Lieta dimora è questo giardino;
non v’è tempo di cui esser degno
perché l’uomo qui è il proprio Dio.

.
Daniela Guarnaccia

RECLAME

Semmai v’era da porre un rimedio
tosto che Dio col suo dito medio,
cercar lo si doveva nella rima
e nelle belle parole di prima.
L’etterno dolor è il presente
non si ritrova la perduta gente

Ma adesso: pubblicità
un po’ per non vedere
dove si va
un po’ per non capire
ciò che
non si fa.

PER LA TERZA VOLTA

Non m’importa ch’il sol abbia scelto
d’accorciarsi, non è questo
che muta del tempo la coscienza.
Ma quei mille e novantacinque giri suoi
che sono men d’uno
se tu lo vuoi.

BSA, Oudeis, Anam sono tre nomi usati dal “poeta”. Classe 1989, mai laureato, ha pubblicato i suoi scritti nella raccolta Viaggi diVersi (Poeti e Poesia), e varie volte con deComporre edizioni, in diverse antologie a cura di Ivan Pozzoni.

Valerio Pedini nasce il 16 giugno del 1995, di otto mesi, e viene tempestivamente scambiato nella culla: il misfatto viene subito scoperto. Esattamente 18 anni dopo, Valerio, divenuto Gaio, senza onorificenze, decide di organizzare il suo primo evento culturale ad Artiamo (gastrite e l’epilessia e quasi nessuno ad ascoltare); nell’intermezzo ha iniziato a recitare, preferendo l’espressività del teatro di ricerca rispetto al metodismo popolare e a scrivere, uscendo, in collaborazione col circolo narrativo AVAS – Gaggiano, nelle antologie Tornate a casa se potete, Rigagnoli di consapevolezza e Ma tu da dove vieni?. Nell’ottobre del 2013 inizia il progetto Non uno di meno Lampedusa, insieme ad Agnese Coppola, Rossana Bacchella, Savina Speranza e ad Aurelia Mutti. A dicembre conosce Teresa Petrarca, in arte Teresa TP Plath, con cui inizia diversi progetti artistici: La formica e la cicala, Essence e Pan in blues e in jazz. Sta lavorando ad una monografia filosofica: Maggiorminore: la disperazione dei diversi uguali. A Maggio 2014 è uscita la sua prima raccolta poetica, con IrdaEdizioni: Cavolo, non è haiku ed è stato inserito nell’antologia Fondamenta Instabili (deComporre Edizioni) e, successivamente, sempre con deComporre Edizioni, uscirà nelle antologie Forme Liquide, Scenari ignoti e Glocalizzati.

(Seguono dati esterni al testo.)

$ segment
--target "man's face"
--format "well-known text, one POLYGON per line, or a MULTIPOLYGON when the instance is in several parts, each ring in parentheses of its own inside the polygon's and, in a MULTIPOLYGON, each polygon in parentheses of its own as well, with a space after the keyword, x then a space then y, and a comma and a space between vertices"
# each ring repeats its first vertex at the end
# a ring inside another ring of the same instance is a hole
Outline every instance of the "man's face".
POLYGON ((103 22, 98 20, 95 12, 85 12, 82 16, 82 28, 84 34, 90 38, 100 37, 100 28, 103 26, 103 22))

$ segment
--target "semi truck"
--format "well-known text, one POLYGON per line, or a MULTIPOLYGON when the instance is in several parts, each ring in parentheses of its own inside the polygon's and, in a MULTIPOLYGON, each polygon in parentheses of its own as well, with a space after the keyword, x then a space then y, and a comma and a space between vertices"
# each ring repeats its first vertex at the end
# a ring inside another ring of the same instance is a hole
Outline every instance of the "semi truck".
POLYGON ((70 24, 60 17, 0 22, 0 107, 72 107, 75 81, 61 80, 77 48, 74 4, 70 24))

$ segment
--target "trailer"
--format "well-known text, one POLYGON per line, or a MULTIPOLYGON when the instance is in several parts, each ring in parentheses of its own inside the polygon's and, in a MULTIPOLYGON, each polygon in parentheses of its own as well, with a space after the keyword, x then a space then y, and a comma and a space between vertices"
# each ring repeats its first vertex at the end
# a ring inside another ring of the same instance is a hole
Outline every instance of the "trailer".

MARIANO MENNA è nato a Benevento nel 1994. Ha conseguito la maturità scientifica presso l’istituto Polispecialistico Gandhi di Casoria. É iscritto al primo anno del corso di laurea in Filosofia presso l’Università Federico II di Napoli. Nel 2012 è risultato vincitore del Concorso Nazionale “Scrittura attiva” di Tricarico, nella sezione giovani, con la poesia La ballata del vagabondo; nel 2013 sono uscite due raccolte di poesie La grande legge e La pagina bruciata, entrambe edite da Marco Del Bucchia. É stato inserito nelle antologie: Poesia per Dio (La Ziza) e Fondamenta instabili (deComporre Edizioni). Alcune sue poesie sono apparse su blog e riviste online come “L’ombra delle parole” di Giorgio Linguaglossa, “Alla volta di Leucade” di Nazario Pardini, “La distensione del verso” di Sandra Evangelisti, “Le Reti di Dedalus” di Marco Palladini e “Poetrydream” di Antonio Spagnuolo. É membro cofondatore della corrente artistico-letteraria del Labirintismo.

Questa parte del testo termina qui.